Ainda assim, apesar de a crise ter revelado e reabastecido os desejos de
solidariedade nas comunidades americanas, esses desejos até agora permanecem
inexplorados. Pelo menos, é isso que a distância entre as atitudes e o
comportamento sugere. Solidariedade cívica é o que Albert Hirschman chamou de
"recurso moral", distinto de recurso material, que aumenta com o uso
e diminui com o desuso. Mudanças de atitude por si só, não importa o quão
promissoras sejam, não constituem renovação cívica.
Americanos
adultos que viveram um pouco antes e durante a Segunda Guerra Mundial foram
duradouramente moldados por aquela crise. Em toda sua vida, essa geração votou
mais, juntou-se mais e fez mais doações. Mas a chamada grande geração forjou
não apenas disposição e símbolos, por mais importantes que eles tenham sido;
mas também produziu grandes políticas nacionais e instituições (como o GI Bill)

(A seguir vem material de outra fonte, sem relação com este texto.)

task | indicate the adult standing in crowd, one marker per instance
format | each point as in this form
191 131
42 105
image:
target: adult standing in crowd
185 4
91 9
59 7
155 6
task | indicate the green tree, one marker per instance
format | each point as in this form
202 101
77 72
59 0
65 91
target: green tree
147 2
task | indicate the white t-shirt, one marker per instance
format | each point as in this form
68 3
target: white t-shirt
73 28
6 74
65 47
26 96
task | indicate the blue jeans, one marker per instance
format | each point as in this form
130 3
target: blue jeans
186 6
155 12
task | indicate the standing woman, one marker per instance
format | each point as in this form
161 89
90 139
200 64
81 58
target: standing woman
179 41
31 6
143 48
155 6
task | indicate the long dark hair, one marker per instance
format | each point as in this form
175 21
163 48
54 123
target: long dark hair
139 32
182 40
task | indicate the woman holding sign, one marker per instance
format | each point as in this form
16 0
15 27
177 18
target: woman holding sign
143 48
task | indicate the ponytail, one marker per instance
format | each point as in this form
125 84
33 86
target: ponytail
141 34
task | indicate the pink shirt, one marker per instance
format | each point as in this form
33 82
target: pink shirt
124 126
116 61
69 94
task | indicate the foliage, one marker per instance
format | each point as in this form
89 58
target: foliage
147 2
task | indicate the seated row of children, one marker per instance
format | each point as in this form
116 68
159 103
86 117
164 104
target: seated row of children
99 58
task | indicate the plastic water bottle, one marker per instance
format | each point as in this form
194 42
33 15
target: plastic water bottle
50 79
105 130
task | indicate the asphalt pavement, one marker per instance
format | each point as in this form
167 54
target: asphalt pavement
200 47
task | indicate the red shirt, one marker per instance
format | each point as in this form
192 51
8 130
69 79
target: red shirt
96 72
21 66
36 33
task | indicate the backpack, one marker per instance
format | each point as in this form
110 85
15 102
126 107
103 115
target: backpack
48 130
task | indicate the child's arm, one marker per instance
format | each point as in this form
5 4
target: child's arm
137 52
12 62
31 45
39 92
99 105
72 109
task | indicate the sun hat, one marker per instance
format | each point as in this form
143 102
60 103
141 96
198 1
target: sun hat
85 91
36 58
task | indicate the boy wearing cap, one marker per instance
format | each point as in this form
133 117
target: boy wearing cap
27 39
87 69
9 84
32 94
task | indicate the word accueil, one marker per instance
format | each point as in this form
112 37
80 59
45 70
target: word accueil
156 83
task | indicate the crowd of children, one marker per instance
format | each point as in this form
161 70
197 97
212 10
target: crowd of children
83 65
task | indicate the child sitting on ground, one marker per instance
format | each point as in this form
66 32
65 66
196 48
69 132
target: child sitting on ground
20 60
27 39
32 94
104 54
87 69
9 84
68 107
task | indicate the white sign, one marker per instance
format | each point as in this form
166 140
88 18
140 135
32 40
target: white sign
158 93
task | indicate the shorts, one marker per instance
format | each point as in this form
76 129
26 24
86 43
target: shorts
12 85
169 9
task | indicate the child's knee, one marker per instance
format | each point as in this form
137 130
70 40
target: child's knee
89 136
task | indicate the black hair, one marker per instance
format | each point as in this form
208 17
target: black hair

e práticas pessoais centradas na comunidade (como unidades de reciclagem e os
jardins de vitória). Até agora, porém, o novo clima da América manifestou-se em
grande parte por meio de próprias imagens dos ataques, por exemplo, na campanha
"Eu sou um americano", que poderosamente retrata nossa sociedade e
gestos multiculturais, como a visita do presidente a uma mesquita.
Imagens
importam. Que poderosa lição de cidadania inclusiva teria sido transmitida se
Franklin Delano Roosevelt tivesse visitado um santuário xintoísta em janeiro de
1942! Mas as imagens por si só não criam pontos de virada na história de uma
nação. Isso exige mudança institucionalizada. Para ajudar a promover uma nova
"grande geração," a administração Bush deveria endossar o projeto de
lei oferecido pelos senadores John McCain e Evan Bayh para quintuplicar o
financiamento destinado ao programa nacional de serviços da juventude do
AmeriCorps. E dado que os jovens americanos estão mais abertas à participação
política do que foram em muitos anos, os líderes educacionais e políticos deveriam
aproveitar este momento para incentivar o envolvimento dos jovens em movimentos
políticos e sociais. O movimento popular para restaurar a garantia da
fidelidade nas salas de aula americanas defende um fino simbolismo, mas o
momento é apropriado para também introduzir uma nova e mais ativista educação
cívica em nossas escolas .
Finalmente,
os ativistas devem reconhecer que a mobilização em tempo de guerra também pode
desencadear o progresso para a justiça social e integração racial, tanto quanto
as experiências da Segunda Guerra Mundial ajudaram a gerar o movimento dos
direitos civis da década de 1950. Os Americanos hoje, nossas pesquisas sugerem,
são mais abertos do que nunca para a ideia de que as pessoas de todas as
origens devem ser membros plenos da nossa comunidade nacional. Os progressistas
devem trabalhar para traduzir essa disposição nacional em iniciativas políticas
concretas que criem pontes étnicas e entre divisões de classe em nossa
sociedade cada vez mais multicultural.
[1]
Tradução livre da expressão americana "rally round the flag" que
implica em menor nível de critica às ações do presidente.